By empowerment I mean empowerment through consciousness raising to active
analysis rather than keeping the people happy where they are, or finding ways
to keep them happy where they are. I think empowerment, rather than .capacity
building., is particularly important at the moment. Don’t fool yourself, they
are not the same. Capacity building is about stretching the elastic as far as
it can go. Consciousness raising is about kicking the ball out into the next
field and getting out yourself as well after it”

 Stasia Crickley: Head
of Applied Social Studies,NUI Maynooth

 I’ve been
stretching the elastic I feel.  This is
what we have been given, now how can we make it work.  In work, structures, funding, deadlines,
communication difficulties etc all combine to make thinking creatively or
radically difficult.  Time for
reflection, criticism, clarifying purpose or direction is limited.  Yet to be an agent of empowerment of oneself
or a resource of others is what I set out on this life path for. 

 Even in my own
community I struggle.  Work time,
personal time, family time, educational time for the children, crisis time with
family, voluntary work, relationship time. 
Where to make the time?  How to
create the space? Where to find the courage?

 Although I have
practiced and experienced both capacity building and empowerment in my life and
work, I know that empowerment leads to lasting change.
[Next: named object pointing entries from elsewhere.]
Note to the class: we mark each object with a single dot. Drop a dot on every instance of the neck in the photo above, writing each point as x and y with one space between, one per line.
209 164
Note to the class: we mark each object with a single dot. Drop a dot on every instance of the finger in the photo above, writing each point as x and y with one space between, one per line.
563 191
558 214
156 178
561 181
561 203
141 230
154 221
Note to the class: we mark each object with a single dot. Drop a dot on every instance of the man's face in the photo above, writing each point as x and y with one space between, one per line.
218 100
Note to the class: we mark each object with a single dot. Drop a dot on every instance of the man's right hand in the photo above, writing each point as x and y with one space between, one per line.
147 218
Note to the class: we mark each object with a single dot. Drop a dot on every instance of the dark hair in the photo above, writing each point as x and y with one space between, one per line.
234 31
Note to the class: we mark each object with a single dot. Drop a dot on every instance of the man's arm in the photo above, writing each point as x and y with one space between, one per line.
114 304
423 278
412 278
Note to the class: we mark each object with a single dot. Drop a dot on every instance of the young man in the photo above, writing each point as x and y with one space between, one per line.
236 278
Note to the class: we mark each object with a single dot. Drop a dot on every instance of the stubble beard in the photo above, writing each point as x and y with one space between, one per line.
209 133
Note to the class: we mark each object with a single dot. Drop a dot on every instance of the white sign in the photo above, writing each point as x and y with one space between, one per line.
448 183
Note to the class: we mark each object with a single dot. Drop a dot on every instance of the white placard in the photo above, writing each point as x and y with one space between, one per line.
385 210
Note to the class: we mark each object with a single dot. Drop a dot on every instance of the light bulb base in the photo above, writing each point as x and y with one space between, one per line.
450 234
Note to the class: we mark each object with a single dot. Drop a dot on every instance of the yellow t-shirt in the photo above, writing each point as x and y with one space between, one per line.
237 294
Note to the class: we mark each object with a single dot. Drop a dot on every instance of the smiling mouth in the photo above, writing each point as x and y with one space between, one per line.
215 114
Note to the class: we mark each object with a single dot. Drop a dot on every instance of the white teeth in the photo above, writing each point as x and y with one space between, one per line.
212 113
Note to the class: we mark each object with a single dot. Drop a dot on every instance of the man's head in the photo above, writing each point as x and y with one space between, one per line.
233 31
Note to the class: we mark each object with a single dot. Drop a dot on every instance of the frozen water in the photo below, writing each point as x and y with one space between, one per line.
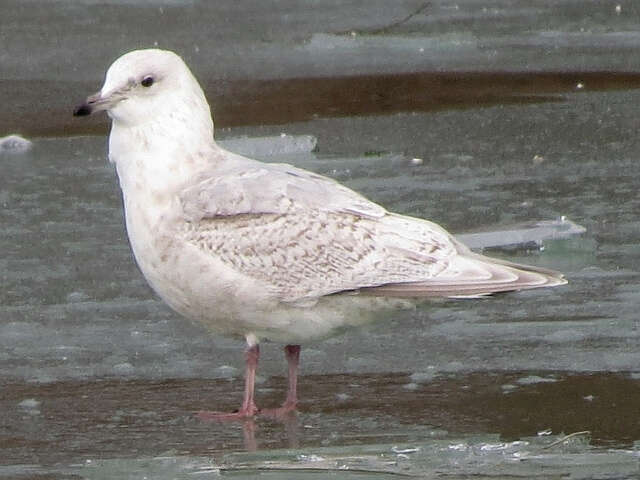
115 375
461 457
14 144
265 147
But it’s the most
difficult, to experience or to support. 
It comes at a price. 

For me it can be
broken down into two particular areas conscientisation and participation. 
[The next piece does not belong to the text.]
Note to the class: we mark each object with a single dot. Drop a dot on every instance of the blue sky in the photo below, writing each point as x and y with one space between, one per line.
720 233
 Conscientisation is the term used by the Brazilian educator Paulo Freire.  Through it local communities become aware of
the impacts on them.  Via his
action/reflection cycle community participants:

  • Think about their problem
  • Plan what steps to take
  • Act on their plan
  • Reflect on the outcomes and think
    and plan the next steps.

Participation is the other key element to empowerment.  Bakers ladder of participation defines the
difference between what he terms on the lowest rung of the ladder pseudo
participation, to the top which he calls community participation.   Information provision is what he determines
as pseudo participation.  In this
information is centrally decided on what is relevant, centrally generated and
then dispersed with little or no mechanism for active feedback.

The next rung is
community consultation.  Here the
information is circulated in a controlling manner, the community or
participants are asked for their opinion but have no real control on how their
feedback is used.

The third rung is
community representation.  Here members
of the community get to sit on the respective decision making bodies and have a
say. There are numerous issues with this representation from deficits in resources,
capacity, skills, experience and the access to power brokers.

Finally community
participation. This builds on the previous three rungs but here the local
community is centrally involved in the decisions and are there for the
implementation and evaluation of such decisions also. 

Empowerment for me
is about both these elements working with people where they are at, reducing or
removing the barriers to a minimum and essentially actioning the issues most
relevant to a community as defined by the community.  But it comes at a cost.  Time. Commitment.  Energy. 
Gradual change which flies in the face of many people’s yearning for
instant results.  Ultimately it challenges
the existing power holders in a community or society.  Who wants to lose control?  It’s a scary place for anyone.  Thus effective empowerment is a struggle, a
hard slog, potentially frightening and difficult to deliver.